T-cell clones from M. bovis-infected cattle can cause the release of mycobacteria from infected Mφs,25 but CTL activity has not been measured by more conventional methods. In this report, a cytotoxicity assay, based on the release of 51chromate (51Cr) was used to follow cytotoxic responses in cattle experimentally infected with M. bovis.

Materials and methods

Animals

Friesian-cross female calves (5–6 months old) were obtained from tuberculosis-free accredited herds from an area of New Zealand where both farmed and feral animals are free of tuberculosis. Prior to the start of the experiments, the cattle tested negative for reactivity to purified protein derivative from M. bovis (bovine PPD) in the whole-blood IFN-γ assay.26 The cattle were grazed on pasture in an isolation unit, and all procedures involving the use of animals had the approval of the Wallaceville Research Centre Animal Ethics Committee (Upper Hutt, New Zealand).

Mycobacteria

A virulent M. bovis strain, WAg 202 (previously designated 83/6235), used in previous cattle studies,27 was used to infect cattle, stimulate CTL activity in vitro and infect Mφs. It was originally isolated from a tuberculous lesion of a brushtail possum (Trichosurus vulpecula). M. bovis was grown to mid-log phase in Tween albumin Dubos base broth (Difco Laboratories, Detroit, Michigan) supplemented with 0·006% (vol/vol) alkalinized oleic acid, 0·5% (wt/vol) albumin fraction V and 0·25% (wt/vol) glucose. The numbers of bacteria were estimated by the degree of turbidity. Dilutions were made, in Tween albumin broth, to obtain the appropriate doses for inoculating cattle, and the remainder were frozen and stored at −20° in 1-ml aliquots for in vitro infections.
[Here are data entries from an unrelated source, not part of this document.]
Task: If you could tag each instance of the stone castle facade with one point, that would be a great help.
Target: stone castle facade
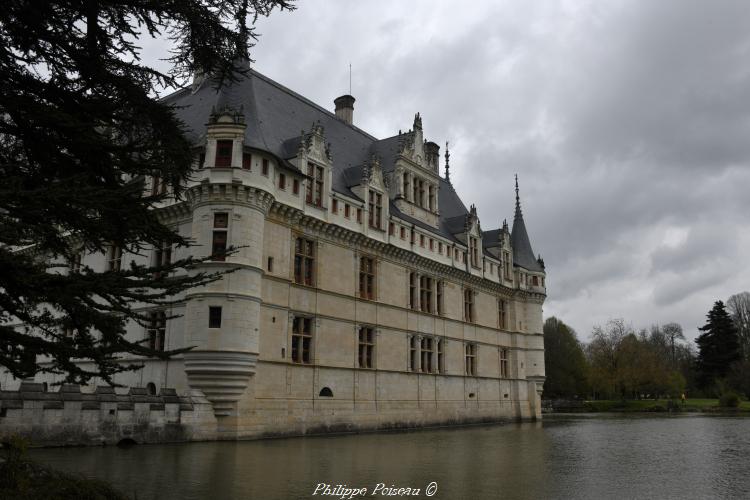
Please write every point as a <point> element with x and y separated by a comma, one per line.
<point>365,295</point>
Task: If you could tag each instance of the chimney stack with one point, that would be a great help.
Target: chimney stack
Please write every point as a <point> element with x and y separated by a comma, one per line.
<point>345,108</point>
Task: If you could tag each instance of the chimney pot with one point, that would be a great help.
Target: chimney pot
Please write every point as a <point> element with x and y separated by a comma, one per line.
<point>345,108</point>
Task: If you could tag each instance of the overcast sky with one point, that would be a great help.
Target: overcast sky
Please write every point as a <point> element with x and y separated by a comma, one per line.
<point>627,122</point>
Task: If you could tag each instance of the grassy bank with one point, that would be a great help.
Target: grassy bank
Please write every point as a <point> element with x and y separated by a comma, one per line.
<point>657,405</point>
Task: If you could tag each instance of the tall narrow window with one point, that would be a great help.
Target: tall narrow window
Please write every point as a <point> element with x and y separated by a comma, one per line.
<point>376,209</point>
<point>413,354</point>
<point>315,185</point>
<point>304,261</point>
<point>469,305</point>
<point>162,256</point>
<point>474,251</point>
<point>219,242</point>
<point>223,154</point>
<point>214,317</point>
<point>425,294</point>
<point>367,278</point>
<point>413,290</point>
<point>301,339</point>
<point>366,347</point>
<point>471,359</point>
<point>426,351</point>
<point>502,308</point>
<point>439,298</point>
<point>75,262</point>
<point>114,258</point>
<point>157,328</point>
<point>158,186</point>
<point>441,356</point>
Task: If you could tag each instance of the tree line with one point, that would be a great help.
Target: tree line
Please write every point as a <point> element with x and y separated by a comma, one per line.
<point>622,363</point>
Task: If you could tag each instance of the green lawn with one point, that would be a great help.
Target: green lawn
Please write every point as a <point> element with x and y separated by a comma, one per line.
<point>660,405</point>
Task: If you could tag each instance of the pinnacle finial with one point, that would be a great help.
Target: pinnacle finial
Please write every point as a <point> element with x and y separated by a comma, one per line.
<point>518,201</point>
<point>447,164</point>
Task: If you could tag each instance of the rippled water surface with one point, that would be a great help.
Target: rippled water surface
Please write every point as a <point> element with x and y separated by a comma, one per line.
<point>586,457</point>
The number of colony-forming units (CFU) inoculated into cattle was determined retrospectively by plating 10-fold dilutions onto Middlebrook 7H11 agar (Difco) supplemented with 0·5% (wt/vol) glucose and 1% (wt/vol) sodium pyruvate; the numerical value thus obtained was used to calculate the number of CFU in frozen stocks that were used for in vitro infection of cells.

M. bovis infection of calves

Animals were infected with 5 × 103 CFU M. bovis by the intratracheal route, and killed and necropsied 17–21 weeks after inoculation, as described previously.27M. bovis was cultured from the lungs or lymph nodes of all animals.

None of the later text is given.